As an adult I never make New Year’s resolutions.
This choice was reinforced at a New Year’s Eve party the other day. A couple who had invited themselves to be co-hosts had everyone sit in a circle for games. As the second game rolled along, the crowd complained that it was a downer. The organizers just kept going until they had finished making people guess the month in 2015 when each of the mass shootings and tragedies on their list occurred. They tried to move on to a game where we would each write down a New Year’s resolution on a piece of paper after which we would guess whose it was. Instinctively everyone realized that this was so intrusive that even the other co-host said no.
I never planned to have a resolution for 2016. I even planned to watch the first episode of Downton Abbey‘s sixth season this evening … until this morning’s New York Times arrived with a section devoted entirely to advertising Downton Abbey. My first thought was to question whether member contributions were used to pay for this. Probably not. My second thought was “Enough with the hype, already.” Every year after the first season of the Sopranos, HBO would start a marketing campaign about how great the next season would be. And every year I was disappointed in the Sopranos. Yet I kept watching in the hope that the series would regain the energy of its opening season in which Tony Soprano and his mother plotted to kill each other. Season 5 of Downton Abbey continued a similar descent into the boring. The Christmas close to season 5 was so sugary that the incidence of diabetes probably spiked around the country.
For those who say that New Year’s resolutions need to be about doing something, I would point to all the resolutions to diet or to quit smoking. Like a diet or quitting smoking, not watching Downton Abbey involves much more than the simple act of not turning on the TV. To truly not watch Downton Abbey I cannot read all the media coverage that will come with each episode. Not read even the headlines or the TV listings. When people start talking about what’s going on in Downton Abbey, I’ll just say that I haven’t seen it yet. So don’t spoil it by telling me. I don’t want to disturb their fun by getting self-righteous about abstaining. After all I watched all 104 episodes of Gran Hotel, the Spanish soap opera equivalent of Downton Abbey.
If someone insists on arguing the merits of Downton Abbey, I will try to steer the conversation to Peaky Blinders, a wonderful series about the lower and the criminal classes in England during the same period. This resolution is not about Anglophobia over Anglophilia. The list of drama series I watch about engaging English characters and their milieu could fill this page, ending with the new Netflix series Run, a gritty look at working class and poor people in today’s England.
This is my crazy resolution, made with the hope that those who watch Downton Abbey will have a good time. After all, I wouldn’t need to make a resolution if I didn’t enjoy the show. I just dislike hype.

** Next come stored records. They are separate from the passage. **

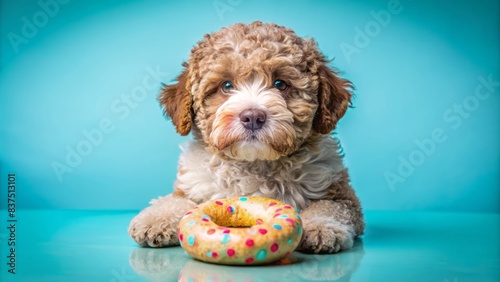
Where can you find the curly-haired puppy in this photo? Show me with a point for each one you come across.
(260, 103)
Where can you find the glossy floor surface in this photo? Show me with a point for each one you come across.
(397, 246)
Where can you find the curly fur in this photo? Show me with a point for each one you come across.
(291, 157)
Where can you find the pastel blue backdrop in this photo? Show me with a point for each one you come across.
(81, 128)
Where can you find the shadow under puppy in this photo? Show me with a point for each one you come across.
(261, 103)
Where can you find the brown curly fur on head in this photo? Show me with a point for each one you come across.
(241, 53)
(261, 103)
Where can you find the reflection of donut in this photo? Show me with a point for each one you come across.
(244, 230)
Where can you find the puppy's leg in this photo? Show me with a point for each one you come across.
(331, 225)
(156, 225)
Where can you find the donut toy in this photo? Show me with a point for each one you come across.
(240, 231)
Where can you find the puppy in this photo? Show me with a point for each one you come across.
(261, 104)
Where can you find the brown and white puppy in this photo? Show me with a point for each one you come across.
(261, 103)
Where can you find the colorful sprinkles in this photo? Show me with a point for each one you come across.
(269, 239)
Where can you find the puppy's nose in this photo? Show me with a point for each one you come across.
(253, 119)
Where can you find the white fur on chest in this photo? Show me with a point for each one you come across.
(297, 179)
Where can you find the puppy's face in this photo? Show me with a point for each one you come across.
(255, 92)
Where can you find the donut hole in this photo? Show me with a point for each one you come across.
(240, 218)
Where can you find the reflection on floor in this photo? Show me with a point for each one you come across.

On New Year’s Day I listened as a local mayor and three council members took their oaths of office. We take oaths and vows more seriously than New Year’s resolutions. It’s not simply that oaths and vows have legal and religious consequences. They also differ in how they relate to time. New Year’s resolutions are about what we are going to do in the coming year, in the future. When we utter and oath or a vow, we commit to how we behave now. The Christian monk or nun does not vow to become poor, chaste, and obedient at some point in the future. Rather she states that right now she practices poverty, chastity and obedience. Such is how she lives, not how she will live. Mahayana Buddhists make bodhisattva vows in which they commit to live for others, not at some point in the future, but now. New Year’s resolutions state goals of what we want to become. Oaths and vows state how we change what we are doing in the present moment. Because oaths and vows focus us so clearly on what we do each moment, they can change how we and others see us. By uttering an oath or a vow openly in the present, we gain political offices or religious statuses that bring authority and carry duties to others with them. That is why breaking an oath or a vow carries serious social consequences regardless of the legal system.